A Far North iwi leader says a report into the Enchanter tragedy is a wake-up call for the region.
The report, by the Transport Accident Investigation Commission, found shortcomings in the country’s search and rescue systems – such as a lack of helicopter fuel storage in remote areas – led to significant delays in the rescue operation.
The Doubtless Bay-based Enchanter was returning from a fishing charter to the Three Kings Islands, about 50km north of Cape Reinga, when it was hit by a large wave near North Cape in March 2022.
The vessel capsized – tearing off the cabin and flybridge – and throwing all eight passengers and two crew into the water.
Five were winched to safety by the Northland Rescue Helicopter in extremely challenging conditions, but the bodies of the remaining five were not found until two days later.
The TAIC report found because the capsize was so sudden, no one was wearing, or had access to, lifejackets.
Te Aupōuri commercial general manager Penetaui Kleskovic wants the iwi to work with Search and Rescue to build capacity for future maritime emergencies.
“It is a valuable lesson for us here in the north,” he said.
“As an iwi, Te Aupōuri, the mana whenua of the peninsula area, we need to boost our resilience in the Far North.”
Kleskovic said he was also keen to work with the rescue helicopter trust on a fuel depot on the Aupōuri Peninsula.

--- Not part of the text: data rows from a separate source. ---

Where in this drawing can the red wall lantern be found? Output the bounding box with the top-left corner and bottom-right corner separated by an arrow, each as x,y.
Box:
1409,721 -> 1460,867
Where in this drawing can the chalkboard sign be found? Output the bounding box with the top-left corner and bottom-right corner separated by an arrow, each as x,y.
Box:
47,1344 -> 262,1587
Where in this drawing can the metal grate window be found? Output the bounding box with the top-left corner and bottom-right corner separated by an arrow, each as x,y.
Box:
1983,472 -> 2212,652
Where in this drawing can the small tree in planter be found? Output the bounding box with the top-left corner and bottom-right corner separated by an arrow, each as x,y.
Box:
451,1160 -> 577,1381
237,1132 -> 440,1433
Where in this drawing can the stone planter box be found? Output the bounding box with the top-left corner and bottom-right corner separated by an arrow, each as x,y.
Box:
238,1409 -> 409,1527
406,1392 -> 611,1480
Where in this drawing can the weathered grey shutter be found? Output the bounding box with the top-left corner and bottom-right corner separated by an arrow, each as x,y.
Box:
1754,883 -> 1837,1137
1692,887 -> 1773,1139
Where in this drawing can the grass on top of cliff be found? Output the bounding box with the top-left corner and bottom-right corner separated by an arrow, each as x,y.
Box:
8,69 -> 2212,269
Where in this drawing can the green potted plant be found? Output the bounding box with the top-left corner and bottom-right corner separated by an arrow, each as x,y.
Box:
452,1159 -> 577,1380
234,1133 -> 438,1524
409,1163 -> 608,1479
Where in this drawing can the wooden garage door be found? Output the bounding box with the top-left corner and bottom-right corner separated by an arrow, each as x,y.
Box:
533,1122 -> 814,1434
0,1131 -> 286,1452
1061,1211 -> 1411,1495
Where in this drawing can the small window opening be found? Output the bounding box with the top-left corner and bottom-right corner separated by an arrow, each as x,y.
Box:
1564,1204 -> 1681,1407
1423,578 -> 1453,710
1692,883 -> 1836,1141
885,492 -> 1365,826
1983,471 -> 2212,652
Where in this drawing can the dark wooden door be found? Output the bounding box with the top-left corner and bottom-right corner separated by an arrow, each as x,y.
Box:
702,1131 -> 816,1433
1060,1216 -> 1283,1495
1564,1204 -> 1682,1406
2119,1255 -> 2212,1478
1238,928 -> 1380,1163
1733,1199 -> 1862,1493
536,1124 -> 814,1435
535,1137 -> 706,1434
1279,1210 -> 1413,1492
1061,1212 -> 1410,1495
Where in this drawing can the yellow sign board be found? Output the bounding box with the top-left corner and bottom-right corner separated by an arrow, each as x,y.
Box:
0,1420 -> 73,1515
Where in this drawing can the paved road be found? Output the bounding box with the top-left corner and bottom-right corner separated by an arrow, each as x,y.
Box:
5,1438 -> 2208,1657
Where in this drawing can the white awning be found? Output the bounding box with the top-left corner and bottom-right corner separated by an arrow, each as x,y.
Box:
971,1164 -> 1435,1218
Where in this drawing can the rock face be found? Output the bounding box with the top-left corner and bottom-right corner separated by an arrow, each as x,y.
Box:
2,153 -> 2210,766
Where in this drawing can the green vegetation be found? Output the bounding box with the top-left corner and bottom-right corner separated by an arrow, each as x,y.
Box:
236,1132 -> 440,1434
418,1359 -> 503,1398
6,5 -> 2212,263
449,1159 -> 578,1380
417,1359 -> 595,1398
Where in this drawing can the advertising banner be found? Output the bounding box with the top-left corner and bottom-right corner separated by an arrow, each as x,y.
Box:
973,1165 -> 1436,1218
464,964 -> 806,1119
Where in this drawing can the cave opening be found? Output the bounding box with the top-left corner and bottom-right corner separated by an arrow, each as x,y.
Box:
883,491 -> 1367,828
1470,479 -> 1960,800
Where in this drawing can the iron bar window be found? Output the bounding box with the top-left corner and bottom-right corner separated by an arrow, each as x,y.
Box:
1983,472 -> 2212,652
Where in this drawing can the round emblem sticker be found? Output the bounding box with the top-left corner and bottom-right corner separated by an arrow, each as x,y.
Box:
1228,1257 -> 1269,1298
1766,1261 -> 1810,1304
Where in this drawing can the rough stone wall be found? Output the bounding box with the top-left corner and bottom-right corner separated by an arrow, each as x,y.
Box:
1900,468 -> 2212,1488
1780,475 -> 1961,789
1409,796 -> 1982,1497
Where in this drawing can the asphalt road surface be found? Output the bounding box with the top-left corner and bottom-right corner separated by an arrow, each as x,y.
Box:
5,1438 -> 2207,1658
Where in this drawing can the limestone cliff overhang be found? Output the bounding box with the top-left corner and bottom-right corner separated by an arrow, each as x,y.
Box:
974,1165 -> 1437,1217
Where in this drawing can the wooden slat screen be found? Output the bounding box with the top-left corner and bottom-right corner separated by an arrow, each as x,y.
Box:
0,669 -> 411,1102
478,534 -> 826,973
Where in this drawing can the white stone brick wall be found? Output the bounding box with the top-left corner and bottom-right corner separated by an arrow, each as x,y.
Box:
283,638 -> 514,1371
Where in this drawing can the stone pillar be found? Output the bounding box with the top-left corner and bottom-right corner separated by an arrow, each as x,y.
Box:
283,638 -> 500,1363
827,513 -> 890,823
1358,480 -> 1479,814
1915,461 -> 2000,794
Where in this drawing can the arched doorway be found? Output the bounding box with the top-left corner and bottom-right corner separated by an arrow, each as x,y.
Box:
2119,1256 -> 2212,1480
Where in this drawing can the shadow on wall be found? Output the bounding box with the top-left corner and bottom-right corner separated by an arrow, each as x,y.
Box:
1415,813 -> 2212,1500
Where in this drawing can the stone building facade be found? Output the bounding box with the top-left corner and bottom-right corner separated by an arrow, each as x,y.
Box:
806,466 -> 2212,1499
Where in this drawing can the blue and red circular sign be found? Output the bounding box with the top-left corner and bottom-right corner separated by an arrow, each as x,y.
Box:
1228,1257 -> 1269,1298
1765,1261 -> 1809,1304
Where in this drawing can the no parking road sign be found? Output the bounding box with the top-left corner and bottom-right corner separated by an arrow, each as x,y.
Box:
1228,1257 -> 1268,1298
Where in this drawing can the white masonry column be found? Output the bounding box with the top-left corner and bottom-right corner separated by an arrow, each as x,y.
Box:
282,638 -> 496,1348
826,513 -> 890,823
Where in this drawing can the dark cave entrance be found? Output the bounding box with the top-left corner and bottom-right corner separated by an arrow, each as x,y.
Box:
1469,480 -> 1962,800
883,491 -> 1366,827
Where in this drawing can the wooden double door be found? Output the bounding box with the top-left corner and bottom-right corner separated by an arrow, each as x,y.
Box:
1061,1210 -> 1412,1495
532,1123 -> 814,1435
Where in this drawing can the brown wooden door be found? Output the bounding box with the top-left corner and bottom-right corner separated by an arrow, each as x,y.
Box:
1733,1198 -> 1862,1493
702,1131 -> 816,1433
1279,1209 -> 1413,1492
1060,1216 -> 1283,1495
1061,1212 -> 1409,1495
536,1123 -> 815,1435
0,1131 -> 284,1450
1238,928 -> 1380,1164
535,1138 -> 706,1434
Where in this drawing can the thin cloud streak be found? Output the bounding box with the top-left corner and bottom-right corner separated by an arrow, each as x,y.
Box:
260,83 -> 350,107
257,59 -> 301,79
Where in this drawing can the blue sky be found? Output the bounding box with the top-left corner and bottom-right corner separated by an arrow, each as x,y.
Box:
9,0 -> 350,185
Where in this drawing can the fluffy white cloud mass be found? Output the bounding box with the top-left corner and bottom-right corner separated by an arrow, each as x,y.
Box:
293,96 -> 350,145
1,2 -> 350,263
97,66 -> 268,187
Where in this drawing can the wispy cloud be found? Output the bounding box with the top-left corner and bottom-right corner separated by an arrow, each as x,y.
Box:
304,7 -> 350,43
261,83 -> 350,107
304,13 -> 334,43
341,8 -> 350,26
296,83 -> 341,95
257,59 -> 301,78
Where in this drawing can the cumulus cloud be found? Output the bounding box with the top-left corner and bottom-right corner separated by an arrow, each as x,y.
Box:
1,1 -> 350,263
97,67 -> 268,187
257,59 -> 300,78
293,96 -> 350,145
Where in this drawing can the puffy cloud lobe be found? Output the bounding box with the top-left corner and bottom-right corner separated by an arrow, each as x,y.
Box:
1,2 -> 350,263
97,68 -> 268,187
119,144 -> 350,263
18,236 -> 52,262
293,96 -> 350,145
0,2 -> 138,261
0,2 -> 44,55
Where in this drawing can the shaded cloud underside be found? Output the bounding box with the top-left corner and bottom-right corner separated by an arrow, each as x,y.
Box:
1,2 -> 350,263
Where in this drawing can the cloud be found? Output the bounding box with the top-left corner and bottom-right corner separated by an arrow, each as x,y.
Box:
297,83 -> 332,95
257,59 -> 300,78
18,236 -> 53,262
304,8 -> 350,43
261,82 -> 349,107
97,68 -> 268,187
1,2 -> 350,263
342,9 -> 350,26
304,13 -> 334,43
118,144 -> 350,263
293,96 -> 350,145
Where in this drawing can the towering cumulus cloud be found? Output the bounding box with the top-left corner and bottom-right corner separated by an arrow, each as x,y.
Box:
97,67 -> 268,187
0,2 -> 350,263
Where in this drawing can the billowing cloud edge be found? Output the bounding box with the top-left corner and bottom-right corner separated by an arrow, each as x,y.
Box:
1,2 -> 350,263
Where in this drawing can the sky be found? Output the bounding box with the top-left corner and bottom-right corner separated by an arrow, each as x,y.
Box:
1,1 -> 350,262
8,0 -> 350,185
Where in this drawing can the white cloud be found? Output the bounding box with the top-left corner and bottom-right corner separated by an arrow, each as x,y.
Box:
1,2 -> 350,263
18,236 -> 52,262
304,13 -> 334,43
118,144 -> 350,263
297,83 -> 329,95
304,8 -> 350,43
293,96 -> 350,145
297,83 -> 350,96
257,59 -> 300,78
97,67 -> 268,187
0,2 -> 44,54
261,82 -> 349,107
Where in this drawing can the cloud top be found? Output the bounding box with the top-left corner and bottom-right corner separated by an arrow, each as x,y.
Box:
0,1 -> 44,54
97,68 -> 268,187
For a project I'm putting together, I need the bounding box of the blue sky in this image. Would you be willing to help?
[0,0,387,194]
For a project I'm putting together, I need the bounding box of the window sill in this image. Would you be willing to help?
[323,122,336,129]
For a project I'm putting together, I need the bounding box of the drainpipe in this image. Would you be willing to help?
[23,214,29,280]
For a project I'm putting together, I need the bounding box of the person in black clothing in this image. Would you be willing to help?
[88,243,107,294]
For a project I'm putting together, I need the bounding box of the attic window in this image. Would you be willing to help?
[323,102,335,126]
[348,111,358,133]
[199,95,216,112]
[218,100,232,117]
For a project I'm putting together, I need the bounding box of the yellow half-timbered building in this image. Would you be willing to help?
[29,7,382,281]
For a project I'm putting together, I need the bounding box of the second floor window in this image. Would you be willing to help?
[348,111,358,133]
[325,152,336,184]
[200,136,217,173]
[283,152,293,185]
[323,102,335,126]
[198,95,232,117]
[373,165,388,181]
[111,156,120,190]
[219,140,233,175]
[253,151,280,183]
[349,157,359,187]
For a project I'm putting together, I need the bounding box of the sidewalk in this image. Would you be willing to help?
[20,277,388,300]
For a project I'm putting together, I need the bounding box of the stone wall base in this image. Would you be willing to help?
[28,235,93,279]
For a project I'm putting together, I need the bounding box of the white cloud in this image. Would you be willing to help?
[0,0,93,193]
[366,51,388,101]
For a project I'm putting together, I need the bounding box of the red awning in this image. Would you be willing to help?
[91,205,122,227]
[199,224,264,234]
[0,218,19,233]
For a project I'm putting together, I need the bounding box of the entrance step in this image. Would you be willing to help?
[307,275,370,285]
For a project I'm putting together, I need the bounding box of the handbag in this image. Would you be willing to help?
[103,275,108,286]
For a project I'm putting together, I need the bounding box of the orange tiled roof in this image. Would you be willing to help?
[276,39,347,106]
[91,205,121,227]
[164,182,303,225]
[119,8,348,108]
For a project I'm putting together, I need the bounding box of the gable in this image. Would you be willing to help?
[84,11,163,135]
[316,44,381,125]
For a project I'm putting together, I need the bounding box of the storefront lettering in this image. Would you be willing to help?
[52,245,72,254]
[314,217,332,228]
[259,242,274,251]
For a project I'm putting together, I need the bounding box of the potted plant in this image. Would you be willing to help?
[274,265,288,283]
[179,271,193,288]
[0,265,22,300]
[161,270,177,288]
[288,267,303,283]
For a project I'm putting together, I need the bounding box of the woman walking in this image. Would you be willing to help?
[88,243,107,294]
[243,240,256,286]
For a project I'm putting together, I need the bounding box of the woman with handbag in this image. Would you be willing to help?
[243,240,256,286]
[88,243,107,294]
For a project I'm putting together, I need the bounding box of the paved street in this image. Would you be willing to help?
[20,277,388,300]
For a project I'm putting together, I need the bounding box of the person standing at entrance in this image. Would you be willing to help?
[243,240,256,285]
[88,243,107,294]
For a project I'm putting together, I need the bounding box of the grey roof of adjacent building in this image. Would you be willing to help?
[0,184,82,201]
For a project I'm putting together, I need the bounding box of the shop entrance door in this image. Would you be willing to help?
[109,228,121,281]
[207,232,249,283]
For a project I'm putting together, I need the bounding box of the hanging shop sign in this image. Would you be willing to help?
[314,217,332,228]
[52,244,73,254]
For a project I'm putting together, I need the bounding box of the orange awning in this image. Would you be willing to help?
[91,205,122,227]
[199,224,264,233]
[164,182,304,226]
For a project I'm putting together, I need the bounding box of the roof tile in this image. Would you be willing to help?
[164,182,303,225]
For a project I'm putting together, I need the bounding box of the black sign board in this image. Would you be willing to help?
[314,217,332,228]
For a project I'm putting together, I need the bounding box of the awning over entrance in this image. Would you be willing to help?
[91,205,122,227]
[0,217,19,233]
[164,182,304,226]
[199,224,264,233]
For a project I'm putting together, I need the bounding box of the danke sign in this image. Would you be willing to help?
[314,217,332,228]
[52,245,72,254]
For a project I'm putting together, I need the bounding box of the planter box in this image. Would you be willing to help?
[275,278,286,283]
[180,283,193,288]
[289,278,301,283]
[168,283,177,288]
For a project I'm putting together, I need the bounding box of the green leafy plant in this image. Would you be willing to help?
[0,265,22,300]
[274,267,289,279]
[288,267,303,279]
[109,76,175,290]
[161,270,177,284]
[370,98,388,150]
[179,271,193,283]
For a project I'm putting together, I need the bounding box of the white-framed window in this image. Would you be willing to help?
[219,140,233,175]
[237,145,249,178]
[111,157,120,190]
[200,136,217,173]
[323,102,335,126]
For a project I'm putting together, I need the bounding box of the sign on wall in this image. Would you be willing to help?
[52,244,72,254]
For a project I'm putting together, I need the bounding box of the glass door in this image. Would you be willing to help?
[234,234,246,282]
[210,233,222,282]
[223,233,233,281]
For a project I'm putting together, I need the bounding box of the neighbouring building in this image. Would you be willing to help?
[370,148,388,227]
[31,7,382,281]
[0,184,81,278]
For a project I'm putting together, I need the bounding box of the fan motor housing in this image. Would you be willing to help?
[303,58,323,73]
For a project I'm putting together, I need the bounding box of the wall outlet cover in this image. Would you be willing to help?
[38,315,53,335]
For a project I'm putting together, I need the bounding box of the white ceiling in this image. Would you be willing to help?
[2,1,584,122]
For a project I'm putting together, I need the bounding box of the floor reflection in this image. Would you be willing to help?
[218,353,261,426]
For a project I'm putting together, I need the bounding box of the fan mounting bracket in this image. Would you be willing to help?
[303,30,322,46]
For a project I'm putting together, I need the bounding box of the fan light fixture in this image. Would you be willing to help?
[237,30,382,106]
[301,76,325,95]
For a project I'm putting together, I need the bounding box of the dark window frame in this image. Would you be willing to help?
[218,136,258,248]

Better fuel storage for remote areas is one of the nine urgent recommendations to the Ministry of Transport and Maritime New Zealand made in the 104-page TAIC report.
The commission has also called for better application of existing maritime rules, new rules about access to lifejackets, tracking devices for commercial boats, more search and rescue training, and dedicated search and rescue aircraft for remote operations.
Following the report’s release, TAIC chief commissioner Jane Mears told reporters it was “very frustrating” that the issue of access to lifejackets continued to be flagged in its investigations into maritime incidents.
“We have made other recommendations about the need for lifejackets to be mandated in other circumstances, she said.
“We do think lifejackets should be mandatory.”
Gerrard said it was always important to be vigilant and aware of conditions when going out on the water.